In the morning when I was getting ready for work, my multitasking abilities were at their peak. I brushed my teeth, gave the dog fresh water, put on a pot of coffee and listened to the traffic report, all at the same time.
My performance got even better when I arrived at work. I could prepare an evaluation, edit a story, write a story, scarf down a stale bagel with cream cheese and watch CNN, Fox and CNBC news, using the clicker to change from channel to channel with the dexterity of a Vegas card dealer.
Yes, real men and women – really productive men and women – know how to multitask because it’s an absolute necessity in the 21st century household and workplace. Anyone who engages in one activity at a time cannot succeed in our modern, fast-paced, technologically obsessed world, where quantity trumps quality every time.
I was so committed to multitasking that I applied the practice to my prayer life. Every morning, I’d go downstairs and jump on the exercise bike and start pedaling furiously at a perspiration-producing rate that gave me a good cardio-vascular workout while I listened to Gregorian chant or George Winston piano solos on my headphones, downloaded The New York Times, the New York Post and USA Today on my iPad, and prayed the rosary. Prayer became just another thing I had to do – one more task among many.
Well, this frantic and frustrating ordeal, which I mistakenly thought was the pinnacle of productivity, went on for some time until a little voice whispered in my ear – that still, small voice they talk about in the Bible, a voice I like to think was the Holy Spirit. And that voice asked a simple question: "Shouldn’t you be giving God all your attention?" Uhh-ohh.
It raised an important question for me: How could I pray to God and how could I listen to what God wanted to tell me when I was burdening myself with all those distractions?
We live in a world overwhelmed by countless distractions and sometimes, oftentimes, God can’t break through the nonsense, especially the electronic and digital nonsense of smartphones, video games, iPads and television, which is the ultimate source of mindless chatter.
All my "productive" multitasking was robbing God of time that should have been set aside for God, alone.
The office secretary might get a hefty bonus for multitasking, and the city editor might be praised for skill at fielding a reader complaint, assigning a story and revising a story while eating a chili dog, but when it comes to God, the best course of action is to devote your full and undivided attention.
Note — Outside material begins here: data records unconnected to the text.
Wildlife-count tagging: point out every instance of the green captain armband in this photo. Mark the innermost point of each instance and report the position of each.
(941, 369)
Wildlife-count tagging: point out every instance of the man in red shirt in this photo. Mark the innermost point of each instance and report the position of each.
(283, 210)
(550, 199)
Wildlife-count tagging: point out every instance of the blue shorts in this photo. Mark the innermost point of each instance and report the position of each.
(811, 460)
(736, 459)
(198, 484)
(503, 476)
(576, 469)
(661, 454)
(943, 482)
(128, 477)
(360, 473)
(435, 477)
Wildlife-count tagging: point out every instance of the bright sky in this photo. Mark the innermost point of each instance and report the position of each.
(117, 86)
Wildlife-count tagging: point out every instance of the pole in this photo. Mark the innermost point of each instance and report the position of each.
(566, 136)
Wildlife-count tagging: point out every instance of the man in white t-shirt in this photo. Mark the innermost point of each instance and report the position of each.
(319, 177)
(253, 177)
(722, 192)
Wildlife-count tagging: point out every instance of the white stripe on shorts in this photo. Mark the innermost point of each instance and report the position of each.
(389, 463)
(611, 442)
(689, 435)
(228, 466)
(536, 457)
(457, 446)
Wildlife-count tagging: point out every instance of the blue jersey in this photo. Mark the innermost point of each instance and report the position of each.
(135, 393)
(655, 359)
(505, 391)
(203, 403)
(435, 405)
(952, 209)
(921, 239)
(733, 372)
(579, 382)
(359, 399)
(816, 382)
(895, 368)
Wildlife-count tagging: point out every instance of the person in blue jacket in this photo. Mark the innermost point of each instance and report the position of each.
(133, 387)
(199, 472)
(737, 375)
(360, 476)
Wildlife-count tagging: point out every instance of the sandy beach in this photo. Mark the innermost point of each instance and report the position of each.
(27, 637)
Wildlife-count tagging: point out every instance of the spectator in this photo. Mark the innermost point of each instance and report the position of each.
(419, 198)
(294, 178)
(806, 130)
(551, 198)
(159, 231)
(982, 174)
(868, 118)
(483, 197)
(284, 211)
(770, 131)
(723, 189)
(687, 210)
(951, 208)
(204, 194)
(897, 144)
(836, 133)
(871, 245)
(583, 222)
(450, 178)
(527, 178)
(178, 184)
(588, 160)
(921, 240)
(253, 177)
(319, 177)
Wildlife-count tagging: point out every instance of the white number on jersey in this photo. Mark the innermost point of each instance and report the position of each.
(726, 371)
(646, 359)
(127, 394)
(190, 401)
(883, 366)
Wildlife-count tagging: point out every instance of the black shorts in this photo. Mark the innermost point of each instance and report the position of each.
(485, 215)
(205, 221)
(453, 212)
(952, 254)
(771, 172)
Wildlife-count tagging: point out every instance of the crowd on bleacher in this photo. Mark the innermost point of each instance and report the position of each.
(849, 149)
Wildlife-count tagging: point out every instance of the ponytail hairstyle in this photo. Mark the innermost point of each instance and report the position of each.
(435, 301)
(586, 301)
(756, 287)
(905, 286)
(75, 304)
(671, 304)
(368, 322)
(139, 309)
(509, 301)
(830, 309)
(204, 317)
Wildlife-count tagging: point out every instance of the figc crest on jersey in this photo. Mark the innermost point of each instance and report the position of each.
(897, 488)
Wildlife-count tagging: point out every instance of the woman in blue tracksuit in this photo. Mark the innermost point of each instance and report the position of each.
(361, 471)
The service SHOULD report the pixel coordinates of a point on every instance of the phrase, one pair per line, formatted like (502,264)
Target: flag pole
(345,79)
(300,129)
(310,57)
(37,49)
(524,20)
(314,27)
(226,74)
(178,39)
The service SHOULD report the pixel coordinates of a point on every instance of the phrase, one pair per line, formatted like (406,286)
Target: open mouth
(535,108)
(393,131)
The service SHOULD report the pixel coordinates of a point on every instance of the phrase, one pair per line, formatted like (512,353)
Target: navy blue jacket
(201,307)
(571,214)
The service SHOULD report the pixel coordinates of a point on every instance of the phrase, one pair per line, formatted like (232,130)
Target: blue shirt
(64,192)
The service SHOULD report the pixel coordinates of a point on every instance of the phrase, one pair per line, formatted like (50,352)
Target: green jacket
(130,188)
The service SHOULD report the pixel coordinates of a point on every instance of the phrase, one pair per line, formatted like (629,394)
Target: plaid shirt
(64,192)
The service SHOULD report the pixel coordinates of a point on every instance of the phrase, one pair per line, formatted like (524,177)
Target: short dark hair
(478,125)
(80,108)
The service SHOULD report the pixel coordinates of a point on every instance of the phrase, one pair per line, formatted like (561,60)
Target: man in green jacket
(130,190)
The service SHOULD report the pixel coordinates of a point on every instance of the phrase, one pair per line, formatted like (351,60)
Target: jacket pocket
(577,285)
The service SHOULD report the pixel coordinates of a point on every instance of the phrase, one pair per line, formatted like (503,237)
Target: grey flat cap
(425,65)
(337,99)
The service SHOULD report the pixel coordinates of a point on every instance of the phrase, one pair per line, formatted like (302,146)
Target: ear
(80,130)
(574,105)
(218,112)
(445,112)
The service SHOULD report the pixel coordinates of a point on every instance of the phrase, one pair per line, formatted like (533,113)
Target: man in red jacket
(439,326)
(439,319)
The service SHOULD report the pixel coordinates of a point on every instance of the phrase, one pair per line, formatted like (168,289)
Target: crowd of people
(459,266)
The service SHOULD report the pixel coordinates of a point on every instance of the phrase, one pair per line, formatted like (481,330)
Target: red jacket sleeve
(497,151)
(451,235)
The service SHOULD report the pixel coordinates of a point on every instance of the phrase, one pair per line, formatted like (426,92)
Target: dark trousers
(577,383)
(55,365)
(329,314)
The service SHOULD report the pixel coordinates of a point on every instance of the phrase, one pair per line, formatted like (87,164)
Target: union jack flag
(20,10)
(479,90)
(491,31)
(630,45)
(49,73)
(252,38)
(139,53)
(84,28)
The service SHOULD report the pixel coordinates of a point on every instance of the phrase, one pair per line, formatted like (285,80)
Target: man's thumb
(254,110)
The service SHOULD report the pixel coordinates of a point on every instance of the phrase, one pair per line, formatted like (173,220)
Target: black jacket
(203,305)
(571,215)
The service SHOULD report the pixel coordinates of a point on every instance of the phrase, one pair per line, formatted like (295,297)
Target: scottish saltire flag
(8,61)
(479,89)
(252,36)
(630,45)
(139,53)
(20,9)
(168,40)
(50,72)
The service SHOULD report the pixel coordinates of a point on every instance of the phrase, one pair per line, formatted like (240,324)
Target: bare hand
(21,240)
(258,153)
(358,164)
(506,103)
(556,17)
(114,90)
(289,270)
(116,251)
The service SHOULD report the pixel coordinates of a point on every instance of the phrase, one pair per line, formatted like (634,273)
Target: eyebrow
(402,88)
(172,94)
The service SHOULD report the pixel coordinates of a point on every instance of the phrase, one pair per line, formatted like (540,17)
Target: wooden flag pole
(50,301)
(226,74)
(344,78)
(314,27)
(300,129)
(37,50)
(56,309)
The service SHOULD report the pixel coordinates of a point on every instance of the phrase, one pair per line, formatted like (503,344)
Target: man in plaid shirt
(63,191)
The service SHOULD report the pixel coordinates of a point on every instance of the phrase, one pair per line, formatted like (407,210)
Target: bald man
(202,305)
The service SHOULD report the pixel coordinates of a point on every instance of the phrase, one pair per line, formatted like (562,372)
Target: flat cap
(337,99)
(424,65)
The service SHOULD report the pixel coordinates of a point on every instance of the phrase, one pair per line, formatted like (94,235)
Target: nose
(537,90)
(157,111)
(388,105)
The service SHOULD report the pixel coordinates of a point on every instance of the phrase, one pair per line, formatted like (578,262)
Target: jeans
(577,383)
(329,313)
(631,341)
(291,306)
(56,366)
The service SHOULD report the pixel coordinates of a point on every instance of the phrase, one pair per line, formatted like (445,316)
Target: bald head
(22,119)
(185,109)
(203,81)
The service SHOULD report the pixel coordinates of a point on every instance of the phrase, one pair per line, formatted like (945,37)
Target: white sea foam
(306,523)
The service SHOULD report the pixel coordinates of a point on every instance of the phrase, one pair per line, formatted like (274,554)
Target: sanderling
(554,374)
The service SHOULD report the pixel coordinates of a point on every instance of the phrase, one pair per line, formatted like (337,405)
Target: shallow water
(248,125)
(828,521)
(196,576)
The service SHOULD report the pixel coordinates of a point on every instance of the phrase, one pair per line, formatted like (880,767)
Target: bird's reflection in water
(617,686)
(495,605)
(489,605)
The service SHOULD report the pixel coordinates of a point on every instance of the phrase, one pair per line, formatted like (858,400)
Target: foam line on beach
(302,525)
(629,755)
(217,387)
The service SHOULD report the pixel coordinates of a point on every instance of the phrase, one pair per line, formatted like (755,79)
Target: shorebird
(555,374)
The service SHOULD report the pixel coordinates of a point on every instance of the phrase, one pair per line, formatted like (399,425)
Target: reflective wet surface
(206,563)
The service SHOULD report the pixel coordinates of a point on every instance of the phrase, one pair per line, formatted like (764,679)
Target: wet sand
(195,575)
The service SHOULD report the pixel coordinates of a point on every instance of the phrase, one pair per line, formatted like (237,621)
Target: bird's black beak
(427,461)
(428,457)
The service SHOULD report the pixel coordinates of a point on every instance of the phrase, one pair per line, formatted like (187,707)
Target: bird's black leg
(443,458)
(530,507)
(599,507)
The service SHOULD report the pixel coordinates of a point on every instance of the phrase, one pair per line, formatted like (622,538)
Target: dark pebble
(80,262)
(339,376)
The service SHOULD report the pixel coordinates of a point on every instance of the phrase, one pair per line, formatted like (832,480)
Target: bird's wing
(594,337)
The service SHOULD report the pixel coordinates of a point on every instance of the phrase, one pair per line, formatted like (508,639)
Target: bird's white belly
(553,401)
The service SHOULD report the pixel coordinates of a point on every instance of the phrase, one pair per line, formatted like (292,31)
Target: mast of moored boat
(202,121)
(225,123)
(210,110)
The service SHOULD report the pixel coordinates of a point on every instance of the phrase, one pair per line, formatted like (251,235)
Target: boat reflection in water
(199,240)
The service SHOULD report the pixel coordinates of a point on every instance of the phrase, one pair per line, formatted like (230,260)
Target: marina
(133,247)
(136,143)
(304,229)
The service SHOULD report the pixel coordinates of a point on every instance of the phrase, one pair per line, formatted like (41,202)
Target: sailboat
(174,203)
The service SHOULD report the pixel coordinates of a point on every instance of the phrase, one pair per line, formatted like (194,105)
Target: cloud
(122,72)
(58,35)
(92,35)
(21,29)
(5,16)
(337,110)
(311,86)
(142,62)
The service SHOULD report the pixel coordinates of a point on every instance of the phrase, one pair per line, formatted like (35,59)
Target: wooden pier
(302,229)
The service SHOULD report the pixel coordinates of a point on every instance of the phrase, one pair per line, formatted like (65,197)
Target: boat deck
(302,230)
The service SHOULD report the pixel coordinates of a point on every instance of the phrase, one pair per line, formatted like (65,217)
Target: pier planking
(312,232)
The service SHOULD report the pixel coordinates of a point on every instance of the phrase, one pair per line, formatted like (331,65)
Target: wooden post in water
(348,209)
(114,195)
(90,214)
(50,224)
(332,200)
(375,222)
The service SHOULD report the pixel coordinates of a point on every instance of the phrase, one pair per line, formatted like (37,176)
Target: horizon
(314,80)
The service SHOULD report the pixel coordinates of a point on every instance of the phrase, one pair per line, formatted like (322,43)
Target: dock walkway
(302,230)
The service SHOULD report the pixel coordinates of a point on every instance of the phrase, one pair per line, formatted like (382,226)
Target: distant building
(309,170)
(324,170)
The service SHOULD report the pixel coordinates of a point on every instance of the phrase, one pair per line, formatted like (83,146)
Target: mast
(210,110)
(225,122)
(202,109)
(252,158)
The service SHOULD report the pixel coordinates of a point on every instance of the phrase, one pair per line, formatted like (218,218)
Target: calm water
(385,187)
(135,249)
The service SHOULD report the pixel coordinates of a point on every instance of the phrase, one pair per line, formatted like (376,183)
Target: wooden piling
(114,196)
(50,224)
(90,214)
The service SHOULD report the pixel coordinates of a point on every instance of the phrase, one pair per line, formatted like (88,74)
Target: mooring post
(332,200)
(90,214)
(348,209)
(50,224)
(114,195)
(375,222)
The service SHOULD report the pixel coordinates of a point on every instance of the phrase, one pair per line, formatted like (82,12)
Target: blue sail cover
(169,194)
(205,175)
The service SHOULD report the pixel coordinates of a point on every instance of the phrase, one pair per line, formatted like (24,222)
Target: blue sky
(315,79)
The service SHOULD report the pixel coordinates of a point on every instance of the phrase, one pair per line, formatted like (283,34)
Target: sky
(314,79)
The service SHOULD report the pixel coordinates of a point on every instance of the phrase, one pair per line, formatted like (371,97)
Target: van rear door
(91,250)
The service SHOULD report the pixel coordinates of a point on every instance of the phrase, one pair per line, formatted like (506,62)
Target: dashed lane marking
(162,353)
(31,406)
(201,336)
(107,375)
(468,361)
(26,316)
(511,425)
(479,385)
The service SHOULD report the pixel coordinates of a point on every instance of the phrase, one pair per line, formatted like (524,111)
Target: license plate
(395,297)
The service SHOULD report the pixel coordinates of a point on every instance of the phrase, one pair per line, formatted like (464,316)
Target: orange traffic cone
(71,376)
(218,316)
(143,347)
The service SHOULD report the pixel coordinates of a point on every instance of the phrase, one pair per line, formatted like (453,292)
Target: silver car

Multitasking doesn’t work when it comes to our spiritual life and prayer.
The other day at Grand Central Terminal, I saw a young woman racing up the escalator while talking on her phone, listening to something through her earphones and sipping coffee ... until she fell flat on her face. Too much multitasking. There’s a lesson there for all of us.
Prayer and distractions don’t go together because God wants us to concentrate on him. I think God would also like to get a word in edgewise, so the best thing to do is sit in silence in front of the tabernacle or, even better, go to eucharistic adoration. Be calm and attentive and wait for that still, small voice.
When you come down to it, God’s ideas are better than ours, so the smart thing to do is listen. As my father, who was a recovering alcoholic, always said, "Take the cotton out of your ears and put it in your mouth." It’s a much better approach and far more productive.
In the end, I discovered that multitasking isn’t all it’s cut out to be. If you’re going to do something well, you should take the time to do it right, and give it your full attention – especially when it comes to prayer.
J.F. Pisani is a writer who lives with his family in the New Haven area.